SecureDrop administrators will also require a computer to connect to SecureDrop and perform administrative tasks. This computer is referred to as the Admin Workstation, and must be capable of running the Tails operating system. The Admin Workstation may also be used as a Journalist Workstation if necessary.
Planning & Preparation
Setting up SecureDrop is a multi-step process. Before getting started, you should make sure that you’re prepared to operate and maintain it. You’ll need a systems admin who’s familiar with Linux, the GNU utilities, and the Bash shell. You’ll need the hardware on which SecureDrop runs — this will normally cost $2000-$3000. The journalists in your organization will need to be trained in the operation of SecureDrop, and you’ll need to publish and promote your new SecureDrop instance afterwards — using your existing websites, mailing lists, and social media.

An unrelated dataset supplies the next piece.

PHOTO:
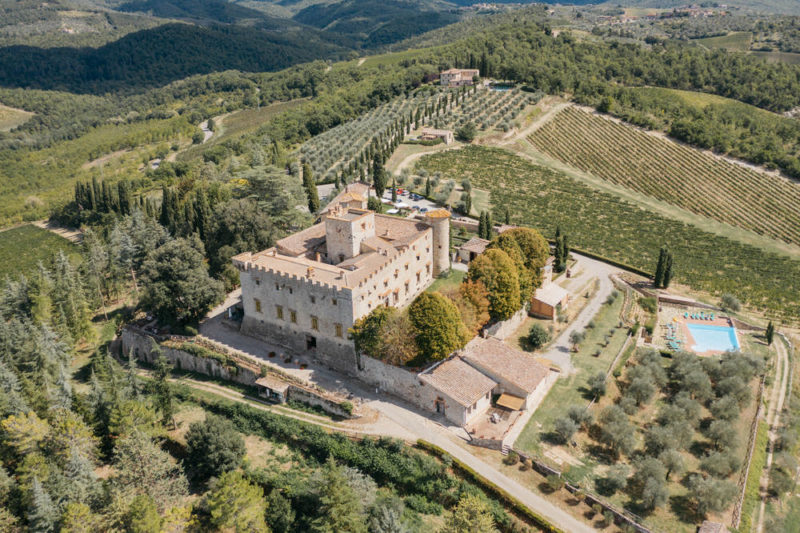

It is recommended that you have all of this planned out before you get started. If you need help, contact the Freedom of the Press Foundation who will be glad to help walk you through the process and make sure that you’re ready to proceed.
Once you are familiar with the architecture and have all the hardware, setting up SecureDrop will take at least a day’s work for your admin. We recommend that you set aside at least a week to complete and test your setup.
Provisioning & Training
Once SecureDrop is installed, journalists will need to be provided with accounts, two-factor credentials, workstations, and so on — and then trained to use these tools safely and reliably. You will probably also need to train additional backup admins so that you can be sure that your SecureDrop setup keeps running even when your main admin is on holiday.
Introducing staff to SecureDrop takes half a day. Training a group to use SecureDrop proficiently takes at least a day — and a single trainer can only work with so many people at once. You will probably need to run several training sessions to instruct an entire newsroom. Depending on staff availability, training and provisioning may take a week or more. If you have multiple offices, training will need to happen at each location. Again, the Freedom of the Press Foundation are happy to help you plan and train your team.
Once you have a SecureDrop instance and your team knows how to use it, you should test it thoroughly and then tell the world. The Freedom of the Press Foundation are happy to help you check that your SecureDrop setup is up-to-code and properly grounded. After that you’ll want to check out the best practices for your SecureDrop Landing Page and our guide to promoting your SecureDrop instance.